The Kingmambo horse enjoyed a fierce rivalry with both that rival and also Jim Bolger’s New Approach throughout his short two-season career, coming up against both rivals on numerous occasions, before rounding off his career with a runner-up effort behind his old foe, Raven’s Pass in the Breeders’ Cup Classic.
Henrythenavigator only raced ten times in all, winning six and finishing in the first three on three other occasions, with his worst finish being a fourth behind Goldikova in the 2008 Prix Du Moulin.
Henrythenavigator won six of his ten starts, never finishing worse than fourth in his defeats.
LEADING LIGHT - St Leger winner, 2013
The Montjeu colt made an inauspicious start to his racing career, finishing a well-beaten fourth in a Galway maiden, but proceeded to stamp his class in the middle-distance division, winning three times at up to ten furlongs, including when landing the Group Three Gallinule Stakes.

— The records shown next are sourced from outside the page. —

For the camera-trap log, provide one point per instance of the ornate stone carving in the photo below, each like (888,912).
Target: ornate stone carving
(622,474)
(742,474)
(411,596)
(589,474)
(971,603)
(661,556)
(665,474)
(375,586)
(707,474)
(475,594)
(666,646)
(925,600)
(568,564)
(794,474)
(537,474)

Always considered a stayer, he was upped in trip to contest the Queens Vase at Royal Ascot in which he beat Feel Like Dancing, before landing the St Leger with a gutsy win over Talent at Doncaster.
Although well beaten behind Treve in the Arc, he bounced back to score notable success in the Ascot Gold Cup the following season before chasing home Brown Panther in the Irish St Leger. A crack at the Champions Long Distance Cup at Ascot last October resulted in him being badly hampered mid-race where he sustained serious injury to his legs.
He was named the Champion Stayer at the Cartier Racing Awards later in the season, but we likely won't see him in action again with O'Brien stating that the horse would likely be retired following those Ascot injuries.
Top stayer Leading Light won the 2013 St Leger.